During ingestion, the initial stage is for effective information extraction from various document types and formats. Extracting text and images varies quite a lot between each of these formats given their often incompatible and non-interoperable native encodings and standards. Broadly,

  • We use standard file readers that support .docx, .jpg, .png, .jpeg, .mp3, .mp4, .csv, .epub, .md, .mbox and .ipynb
  • For .pdf and .pptx we propose a different methodology, using the agent router technique below, due to its inherent structure

Initiatives like llama parse and directory reader from llama index (which is a high-level abstraction for file readers like PyMuPDF etc) seek to address this. However, document types like in the latter category are often sub-optimal as the relative structure between different components were not preserved thus making retrieval poor. Naive PDF readers would often break the hierarchy while extracting text, for example:

Customer Data Focus

Product Data Focus



Feedback-driven development
Privacy first

Fast iteration cycles
Rapid prototyping

In the next section, we address this shortcoming with an agentic framework.

Agent-based router

I started by first defining a taxonomy of document types and their formats. Below is a rough overview of this taxonomy.

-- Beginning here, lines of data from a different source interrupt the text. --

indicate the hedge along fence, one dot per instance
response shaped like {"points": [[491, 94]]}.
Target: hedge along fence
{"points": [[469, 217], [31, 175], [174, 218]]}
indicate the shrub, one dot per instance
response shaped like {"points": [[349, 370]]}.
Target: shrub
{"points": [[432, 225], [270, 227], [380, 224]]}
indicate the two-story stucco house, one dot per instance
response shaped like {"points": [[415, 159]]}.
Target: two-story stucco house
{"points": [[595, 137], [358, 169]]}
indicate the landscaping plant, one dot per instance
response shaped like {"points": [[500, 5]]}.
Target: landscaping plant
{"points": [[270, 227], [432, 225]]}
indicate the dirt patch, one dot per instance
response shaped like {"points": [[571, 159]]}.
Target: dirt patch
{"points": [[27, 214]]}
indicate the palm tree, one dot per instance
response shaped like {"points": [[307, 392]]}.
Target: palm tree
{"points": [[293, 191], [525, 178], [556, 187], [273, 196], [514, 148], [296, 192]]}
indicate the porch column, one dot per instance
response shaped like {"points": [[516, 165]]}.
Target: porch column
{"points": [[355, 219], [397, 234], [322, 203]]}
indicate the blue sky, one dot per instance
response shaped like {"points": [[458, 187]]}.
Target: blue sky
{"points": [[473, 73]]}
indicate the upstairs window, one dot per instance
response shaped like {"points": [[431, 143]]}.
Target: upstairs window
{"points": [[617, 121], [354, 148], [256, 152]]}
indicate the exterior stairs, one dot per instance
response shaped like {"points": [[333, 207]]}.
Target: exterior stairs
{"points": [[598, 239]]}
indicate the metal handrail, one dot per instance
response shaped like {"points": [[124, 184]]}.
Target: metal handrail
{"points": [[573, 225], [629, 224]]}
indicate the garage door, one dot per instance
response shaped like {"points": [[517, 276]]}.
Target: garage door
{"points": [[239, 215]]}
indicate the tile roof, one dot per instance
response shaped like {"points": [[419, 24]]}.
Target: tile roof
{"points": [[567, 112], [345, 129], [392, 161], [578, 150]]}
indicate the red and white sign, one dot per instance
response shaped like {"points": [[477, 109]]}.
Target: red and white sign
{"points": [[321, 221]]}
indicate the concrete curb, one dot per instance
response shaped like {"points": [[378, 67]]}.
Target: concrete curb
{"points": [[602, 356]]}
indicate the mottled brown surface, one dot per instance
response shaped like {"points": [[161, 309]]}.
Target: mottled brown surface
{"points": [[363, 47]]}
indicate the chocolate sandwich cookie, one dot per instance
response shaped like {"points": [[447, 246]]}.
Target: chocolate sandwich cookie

In this two-fold framework, the agent first:

  • Classifies the document type (and sub-type) from a flexible schema
  • Use the document type, sub-type and format to determine the best parsing method
    • For .pdf and .pptx, this would be re-using the vision LLM for text extraction and outputting a structured markdown. Using the same example above we now get:
    • ## Customer Data Focus

      ### Strengths

      - Feedback-driven development
      - Privacy first

      # Product Data Focus

      ## Strengths

      - Fast iteration cycles
      - Rapid prototyping

Similar to the synthetic data creation pipeline, we use a multimodal LLM as the classifier by feeding the first p \leq P pages, where P is the total number of pages (p = 3 by default).

The pipeline is document agnostic and further allows the user to “route” the query through different RAG strategies that best fit a document type/sub-type as determined through a grid search.


Based on the Massive Text Embedding Benchmark (MTEB) [2] with an optimal balance between size and performance, we select the state-of-the-art BGE-family of open-source models published by BAAI [3]. Their smaller model bge-small-en-v1.5 (with 384 dimensions and 512 sequence length) in particular has high throughput and runs well even on low to mid-end consumer hardware. For asynchronous tasks with agentic loops, we switch to the larger bge-large-en-v1.5 (with 1024 dimensions and 512 sequence length).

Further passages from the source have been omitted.